The Minus of Adblock Plus
According to Mediapost Publications one in five households enjoys “bloop blooping” through television commercials, cackling with the power magically granted to them by Tivo and other DVRs. Consequently, ad spending on broadcast TV is experiencing significant half-year declines-- decreases from 3.6% to $11.84 billion worth of expenditures on the networks even more on syndicated TV.
Meet the Tivo of the Internet: Adblock Plus. Its site persuades users to install the software by asking, “Ever been annoyed by all those ads and banners on the internet that often take longer to download than everything else on the page?” This software is a pop up blocker on steroids, allowing users to disable banners, eradicate advertisements sponsored by search engines, and virtually eliminate all commercial communication.
This may sound great to the everyday impatient web browser, but The New York Times called it “potential for extreme menace to the online-advertising business model.” Adblock Plus removes the exchange of free websites for advertisement revenues, which proves especially detrimental for small website owners who rely on ad revenues to stay afloat. In response, site owners have blocked users with Adblock Plus. When Adblock made their software undetectable some sites decided to block all Firefox users. This site owner accuses the software developer of "direct intent to defraud web site owners of their rights."

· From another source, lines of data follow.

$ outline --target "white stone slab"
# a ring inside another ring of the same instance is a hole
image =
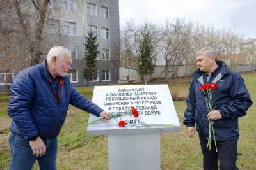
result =
[[[160,170],[160,134],[108,135],[109,170]]]
[[[92,101],[111,114],[124,115],[88,125],[92,134],[174,132],[180,127],[167,85],[97,86]],[[138,118],[128,115],[131,106],[137,108]],[[90,114],[89,122],[99,118]],[[118,127],[120,118],[127,122],[125,127]]]

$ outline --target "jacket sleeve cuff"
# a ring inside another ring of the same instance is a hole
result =
[[[186,127],[195,127],[195,123],[193,123],[193,122],[188,122],[186,120],[184,120],[183,122],[183,124],[184,124]]]
[[[227,117],[227,115],[223,112],[223,111],[221,109],[219,109],[218,110],[220,113],[220,115],[221,115],[222,118]]]

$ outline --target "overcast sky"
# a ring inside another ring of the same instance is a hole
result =
[[[163,24],[185,18],[256,38],[256,0],[120,0],[121,28],[127,21]]]

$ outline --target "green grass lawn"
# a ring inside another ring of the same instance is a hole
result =
[[[242,74],[253,101],[256,99],[256,73]],[[170,91],[186,96],[189,84],[186,81],[171,81]],[[92,93],[90,87],[77,88],[88,98]],[[3,96],[8,98],[8,96]],[[0,99],[1,98],[0,96]],[[10,148],[8,143],[10,120],[6,115],[7,102],[2,102],[0,110],[0,169],[6,169],[10,162]],[[186,135],[186,127],[182,124],[184,101],[175,101],[174,104],[181,124],[179,133],[161,134],[161,169],[202,169],[202,157],[198,136],[191,139]],[[255,104],[251,106],[247,115],[239,118],[240,139],[237,165],[240,169],[256,169],[256,110]],[[108,169],[107,137],[91,136],[86,132],[84,124],[88,113],[70,106],[66,122],[58,136],[58,169]],[[150,160],[148,160],[150,161]],[[125,165],[124,165],[125,166]],[[35,166],[35,169],[38,169]]]

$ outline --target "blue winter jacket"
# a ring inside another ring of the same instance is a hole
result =
[[[209,83],[217,83],[219,87],[212,91],[212,103],[218,110],[222,118],[214,121],[214,130],[216,140],[238,139],[238,118],[244,116],[252,104],[243,79],[231,71],[223,62],[217,62],[218,68],[211,74]],[[184,124],[194,127],[200,138],[208,138],[207,108],[203,93],[199,88],[204,84],[204,73],[199,69],[194,73],[193,80],[187,99]],[[213,139],[213,135],[212,139]]]
[[[44,62],[20,71],[11,85],[8,114],[10,130],[28,139],[56,137],[69,104],[99,117],[102,109],[79,94],[68,77],[60,77],[55,89]]]

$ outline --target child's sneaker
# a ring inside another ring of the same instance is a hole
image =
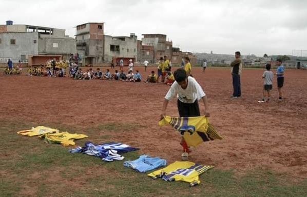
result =
[[[181,160],[183,161],[188,161],[189,159],[189,153],[186,152],[184,152],[181,154]]]

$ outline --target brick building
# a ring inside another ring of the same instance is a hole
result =
[[[87,23],[76,26],[77,53],[82,65],[104,61],[104,23]]]

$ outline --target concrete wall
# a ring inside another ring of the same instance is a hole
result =
[[[105,61],[110,62],[113,56],[134,57],[138,61],[138,39],[137,37],[122,37],[125,41],[113,40],[110,35],[105,35]],[[111,51],[110,45],[119,45],[119,51]],[[128,49],[128,51],[127,51]]]
[[[0,58],[11,58],[13,62],[21,60],[21,55],[38,54],[39,33],[0,33],[2,43],[0,44]],[[11,45],[11,39],[16,40],[15,45]],[[36,40],[34,44],[33,41]]]
[[[9,32],[25,32],[26,26],[25,25],[12,25],[7,26]]]
[[[74,54],[76,52],[75,40],[72,38],[41,37],[38,42],[39,54]],[[57,47],[55,47],[56,44]]]

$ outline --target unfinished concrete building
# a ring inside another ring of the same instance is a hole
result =
[[[76,52],[75,41],[65,30],[28,25],[0,25],[0,62],[27,63],[29,55],[61,55]]]
[[[104,23],[87,23],[76,26],[77,53],[83,65],[104,61]]]
[[[131,33],[130,36],[104,36],[104,60],[111,62],[113,57],[131,57],[138,61],[138,37]]]
[[[142,45],[154,47],[155,62],[158,62],[161,57],[166,55],[171,60],[172,55],[172,42],[166,41],[166,35],[159,33],[142,34]]]

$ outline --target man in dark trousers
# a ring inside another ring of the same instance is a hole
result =
[[[232,66],[232,74],[233,75],[233,86],[234,93],[231,98],[237,98],[241,97],[241,82],[240,76],[242,72],[242,63],[241,58],[241,53],[237,51],[235,53],[236,60],[231,64]]]

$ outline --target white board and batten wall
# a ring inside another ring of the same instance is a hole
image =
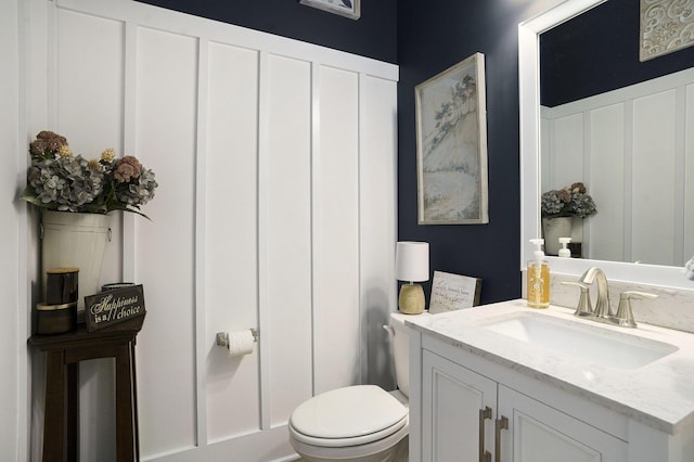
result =
[[[397,306],[397,66],[126,0],[27,15],[28,132],[137,155],[159,182],[152,221],[115,217],[102,273],[144,285],[142,459],[288,460],[297,405],[390,385],[372,324]],[[248,328],[252,355],[215,345]],[[115,459],[110,373],[82,364],[86,460]]]
[[[694,70],[542,107],[541,119],[542,191],[583,181],[597,206],[578,235],[583,257],[694,255]]]

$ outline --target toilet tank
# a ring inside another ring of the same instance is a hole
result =
[[[408,318],[419,316],[429,316],[428,312],[422,315],[403,315],[401,312],[390,313],[390,326],[393,330],[393,357],[395,359],[395,377],[398,388],[404,396],[410,397],[410,336],[411,328],[404,325]]]

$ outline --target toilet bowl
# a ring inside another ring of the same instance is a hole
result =
[[[404,319],[390,315],[398,389],[354,385],[317,395],[299,405],[287,424],[294,450],[309,462],[408,461],[409,342]],[[425,316],[425,315],[416,315]]]

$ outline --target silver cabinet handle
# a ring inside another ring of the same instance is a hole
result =
[[[485,451],[485,421],[491,419],[489,406],[479,410],[479,462],[491,462],[491,452]]]
[[[494,433],[494,462],[501,462],[501,431],[509,429],[509,418],[497,419]]]

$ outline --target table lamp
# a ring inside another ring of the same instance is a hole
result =
[[[424,311],[424,290],[414,282],[429,279],[428,242],[398,242],[395,252],[395,272],[398,281],[409,284],[400,286],[398,307],[406,315]]]

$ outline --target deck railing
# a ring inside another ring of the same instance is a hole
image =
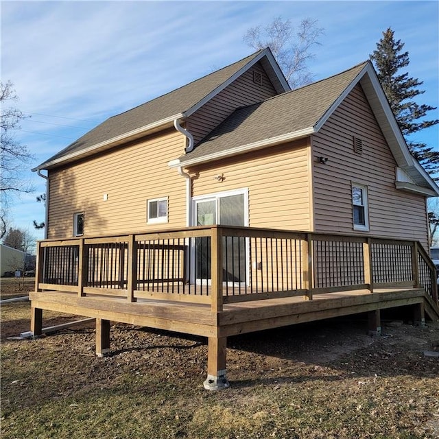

Meanwhile, larger websites, such as Google, are currently avoiding the phenomenon trying to avoid drawing any extra attention to the software which is currently flying under the radar at 2.5 million registered users. Will the technology eventually disable the online advertising model? Or will marketers develop a new method for monetizing online eyeballs? Pop-up blockers led to banner ads, and TiVo's bringing about a rebirth of the paid product placement, so we'll just have to wait and see!